- National Parks & Reserves
Some of Newfoundland’s most mesmerizing scenery is contained within GROS MORNE NATIONAL PARK, its bays, wild beaches, straggling villages and wizened sea stacks with a backcloth of bare-topped, fjord-cut mountains. The park’s forested lower slopes are home to thousands of moose, woodland caribou and snowshoe hare, and minke whales regularly feed in Bonne Bay. Gros Morne has also attracted its fair share of artists and musicians, highlighted at the Trails, Tales and Tunes festival (w trailstalestunes.ca) held in Norris Point each May.
Most visitors come here during the short summer season (June–Sept), and other times you’ll find many services shut – the exception is the peak winter season (Feb–April), when the park experiences another mini-boom in snowmobiling and cross-country skiing.
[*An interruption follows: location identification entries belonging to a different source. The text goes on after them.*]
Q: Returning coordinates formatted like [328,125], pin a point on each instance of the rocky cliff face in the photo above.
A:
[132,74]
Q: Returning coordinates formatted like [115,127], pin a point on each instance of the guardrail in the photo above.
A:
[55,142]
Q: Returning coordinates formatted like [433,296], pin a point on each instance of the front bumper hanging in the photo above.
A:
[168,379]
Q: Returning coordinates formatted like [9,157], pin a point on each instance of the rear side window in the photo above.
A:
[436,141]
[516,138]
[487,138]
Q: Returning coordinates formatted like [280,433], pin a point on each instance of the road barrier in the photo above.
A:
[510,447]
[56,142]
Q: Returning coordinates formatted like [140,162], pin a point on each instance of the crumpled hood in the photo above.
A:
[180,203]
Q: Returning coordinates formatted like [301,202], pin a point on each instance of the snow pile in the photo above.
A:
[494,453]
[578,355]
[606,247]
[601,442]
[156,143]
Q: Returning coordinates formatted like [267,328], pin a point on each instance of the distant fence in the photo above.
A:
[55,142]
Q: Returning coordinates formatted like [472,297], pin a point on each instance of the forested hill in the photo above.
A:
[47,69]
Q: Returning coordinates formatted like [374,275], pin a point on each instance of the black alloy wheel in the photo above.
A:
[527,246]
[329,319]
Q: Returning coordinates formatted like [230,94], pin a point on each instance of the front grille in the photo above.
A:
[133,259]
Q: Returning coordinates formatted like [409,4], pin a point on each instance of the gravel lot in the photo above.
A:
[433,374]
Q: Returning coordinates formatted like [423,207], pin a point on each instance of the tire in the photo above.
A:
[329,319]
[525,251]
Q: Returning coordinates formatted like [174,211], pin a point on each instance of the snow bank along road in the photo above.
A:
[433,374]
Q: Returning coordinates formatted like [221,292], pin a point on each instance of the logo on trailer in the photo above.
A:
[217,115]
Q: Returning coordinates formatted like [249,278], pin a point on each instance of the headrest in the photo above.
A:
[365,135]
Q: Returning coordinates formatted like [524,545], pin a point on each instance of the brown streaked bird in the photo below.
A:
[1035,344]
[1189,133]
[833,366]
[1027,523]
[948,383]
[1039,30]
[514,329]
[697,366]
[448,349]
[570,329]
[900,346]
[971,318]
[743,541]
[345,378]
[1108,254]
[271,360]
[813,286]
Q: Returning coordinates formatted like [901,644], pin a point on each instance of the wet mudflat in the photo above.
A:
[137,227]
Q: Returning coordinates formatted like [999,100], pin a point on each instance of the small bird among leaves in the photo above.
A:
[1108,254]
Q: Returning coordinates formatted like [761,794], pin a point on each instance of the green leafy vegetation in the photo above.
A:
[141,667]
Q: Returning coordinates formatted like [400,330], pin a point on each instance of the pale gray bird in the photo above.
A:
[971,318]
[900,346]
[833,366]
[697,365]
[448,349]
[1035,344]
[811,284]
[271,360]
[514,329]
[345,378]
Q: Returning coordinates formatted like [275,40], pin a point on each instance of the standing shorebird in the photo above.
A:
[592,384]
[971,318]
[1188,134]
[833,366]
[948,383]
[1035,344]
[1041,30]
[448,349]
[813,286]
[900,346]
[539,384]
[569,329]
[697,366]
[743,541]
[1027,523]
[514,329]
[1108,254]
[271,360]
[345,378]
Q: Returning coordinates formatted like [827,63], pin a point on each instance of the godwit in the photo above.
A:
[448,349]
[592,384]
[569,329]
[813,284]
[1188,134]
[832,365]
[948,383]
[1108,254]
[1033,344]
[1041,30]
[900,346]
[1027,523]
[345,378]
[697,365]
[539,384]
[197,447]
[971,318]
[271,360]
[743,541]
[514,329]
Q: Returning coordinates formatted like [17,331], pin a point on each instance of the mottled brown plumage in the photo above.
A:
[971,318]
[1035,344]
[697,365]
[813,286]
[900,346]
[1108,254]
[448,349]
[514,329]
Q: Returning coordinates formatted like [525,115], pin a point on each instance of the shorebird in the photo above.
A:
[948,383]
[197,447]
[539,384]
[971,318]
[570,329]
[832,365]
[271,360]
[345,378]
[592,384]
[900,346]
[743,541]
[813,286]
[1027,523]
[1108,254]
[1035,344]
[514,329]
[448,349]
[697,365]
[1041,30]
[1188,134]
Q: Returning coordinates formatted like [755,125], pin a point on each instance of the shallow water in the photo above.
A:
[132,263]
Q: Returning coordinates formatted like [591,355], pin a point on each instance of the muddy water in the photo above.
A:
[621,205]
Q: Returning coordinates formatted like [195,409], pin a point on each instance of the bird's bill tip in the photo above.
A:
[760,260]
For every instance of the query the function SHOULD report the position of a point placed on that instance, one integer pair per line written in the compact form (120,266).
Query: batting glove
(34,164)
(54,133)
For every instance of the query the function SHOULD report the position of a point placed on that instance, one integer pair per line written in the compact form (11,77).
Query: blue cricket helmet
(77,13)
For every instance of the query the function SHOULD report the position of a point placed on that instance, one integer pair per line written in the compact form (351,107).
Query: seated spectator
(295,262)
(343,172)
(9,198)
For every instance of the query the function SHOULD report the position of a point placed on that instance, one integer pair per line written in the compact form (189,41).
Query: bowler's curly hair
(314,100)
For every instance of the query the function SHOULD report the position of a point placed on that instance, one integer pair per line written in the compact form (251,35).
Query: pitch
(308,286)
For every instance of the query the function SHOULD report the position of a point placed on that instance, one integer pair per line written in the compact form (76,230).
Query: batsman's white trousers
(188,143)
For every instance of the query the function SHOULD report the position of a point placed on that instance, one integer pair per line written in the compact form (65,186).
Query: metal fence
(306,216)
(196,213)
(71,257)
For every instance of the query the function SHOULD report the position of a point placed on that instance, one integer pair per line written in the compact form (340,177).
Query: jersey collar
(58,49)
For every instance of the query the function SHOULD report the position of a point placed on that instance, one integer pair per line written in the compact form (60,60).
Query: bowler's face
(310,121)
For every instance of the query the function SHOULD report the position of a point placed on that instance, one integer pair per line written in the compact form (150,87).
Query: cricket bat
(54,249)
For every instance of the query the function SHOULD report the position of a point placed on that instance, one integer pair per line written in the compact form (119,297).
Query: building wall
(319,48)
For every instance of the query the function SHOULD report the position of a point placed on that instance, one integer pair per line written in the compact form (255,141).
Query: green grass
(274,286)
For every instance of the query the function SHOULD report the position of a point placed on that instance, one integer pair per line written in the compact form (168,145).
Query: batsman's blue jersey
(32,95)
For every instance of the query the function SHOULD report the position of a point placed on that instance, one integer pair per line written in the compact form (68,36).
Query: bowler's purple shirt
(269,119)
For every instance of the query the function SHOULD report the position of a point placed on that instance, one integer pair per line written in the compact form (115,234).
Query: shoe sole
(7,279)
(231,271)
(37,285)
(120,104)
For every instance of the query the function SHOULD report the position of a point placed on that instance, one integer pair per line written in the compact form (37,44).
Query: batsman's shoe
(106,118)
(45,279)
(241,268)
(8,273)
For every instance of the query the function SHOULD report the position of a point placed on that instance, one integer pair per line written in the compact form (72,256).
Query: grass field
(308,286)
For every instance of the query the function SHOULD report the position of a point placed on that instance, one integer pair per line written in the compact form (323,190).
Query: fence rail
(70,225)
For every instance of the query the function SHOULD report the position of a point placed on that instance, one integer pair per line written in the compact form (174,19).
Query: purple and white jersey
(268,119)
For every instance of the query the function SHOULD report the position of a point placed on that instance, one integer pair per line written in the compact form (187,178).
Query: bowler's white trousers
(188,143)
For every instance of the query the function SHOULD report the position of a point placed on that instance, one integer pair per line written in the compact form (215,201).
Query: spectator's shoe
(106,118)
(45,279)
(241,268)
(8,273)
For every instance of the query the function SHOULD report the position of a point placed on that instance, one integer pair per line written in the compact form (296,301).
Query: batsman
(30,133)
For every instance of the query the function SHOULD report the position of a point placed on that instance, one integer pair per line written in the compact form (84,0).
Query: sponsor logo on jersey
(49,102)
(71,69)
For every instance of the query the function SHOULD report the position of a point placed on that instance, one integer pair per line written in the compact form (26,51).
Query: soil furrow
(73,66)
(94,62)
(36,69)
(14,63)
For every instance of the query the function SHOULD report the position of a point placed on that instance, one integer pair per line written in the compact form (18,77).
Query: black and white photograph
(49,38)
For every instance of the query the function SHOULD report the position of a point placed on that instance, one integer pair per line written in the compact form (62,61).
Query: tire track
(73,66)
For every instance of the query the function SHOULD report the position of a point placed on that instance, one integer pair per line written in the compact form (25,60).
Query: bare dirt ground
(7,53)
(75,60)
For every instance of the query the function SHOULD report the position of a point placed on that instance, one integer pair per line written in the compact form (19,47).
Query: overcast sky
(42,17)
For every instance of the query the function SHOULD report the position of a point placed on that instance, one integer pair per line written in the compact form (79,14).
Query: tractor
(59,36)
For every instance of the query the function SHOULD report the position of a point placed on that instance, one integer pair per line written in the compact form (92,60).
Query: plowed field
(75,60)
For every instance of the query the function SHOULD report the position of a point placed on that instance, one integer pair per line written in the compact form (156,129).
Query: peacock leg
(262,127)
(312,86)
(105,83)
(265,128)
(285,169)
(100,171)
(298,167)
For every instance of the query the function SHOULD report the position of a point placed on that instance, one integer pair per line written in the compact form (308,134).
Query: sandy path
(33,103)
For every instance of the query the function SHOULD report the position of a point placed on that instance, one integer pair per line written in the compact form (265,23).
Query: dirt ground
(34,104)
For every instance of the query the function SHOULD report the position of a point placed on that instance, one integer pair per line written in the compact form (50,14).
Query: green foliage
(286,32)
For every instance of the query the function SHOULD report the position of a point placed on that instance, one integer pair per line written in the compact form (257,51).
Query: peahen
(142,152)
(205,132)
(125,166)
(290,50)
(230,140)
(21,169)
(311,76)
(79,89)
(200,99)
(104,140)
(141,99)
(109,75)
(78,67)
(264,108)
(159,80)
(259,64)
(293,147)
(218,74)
Bonne Bay boat and kayak tours
The best way to experience Bonne Bay is by guided boat tour with Bontours (July & Aug daily 10am & 2pm; June & Sept daily 2pm; $45/2hr; t 709 458 2016 w bontours.ca), departing from Norris Point Waterfront. You can also tour the bay by kayak with nearby Gros Morne Adventures (rentals $35/1–2hr, $55/4–8hr; guided tours $55–65; t 709 458 2722, w grosmorneadventures.com). On a clear day the bay serves up some rich sights, with whales, otters, seals and bald eagles sometimes spotted. The company also arranges serious hikes around Western Brook Pond (three nights; $1295).
Western Brook Pond
The remote Western Brook Pond, reached by just one access point, 25km north of Rocky Harbour beside Rte-430, is one of eastern Canada’s most enchanting landscapes, 16km of deep, dark-blue water framed by mighty mountains and huge waterfalls. From the car park it’s a forty-minute (3km) walk on a well-maintained trail through forest and over bog to the edge of the lake. When you get to the end, don’t skimp on the two-hour boat trip (reservations required; July & Aug daily 10am & 11am; $56; 12.30pm & 1.30pm, $65; 3pm, 4pm & 5pm, $60; June & Sept daily 12.30pm, $60) operated by Bontours. The boat inches its way between the cliffs right to the extreme eastern end of the lake, past several huge rockslides, dramatic hanging valleys and former sea caves now marooned high above the water.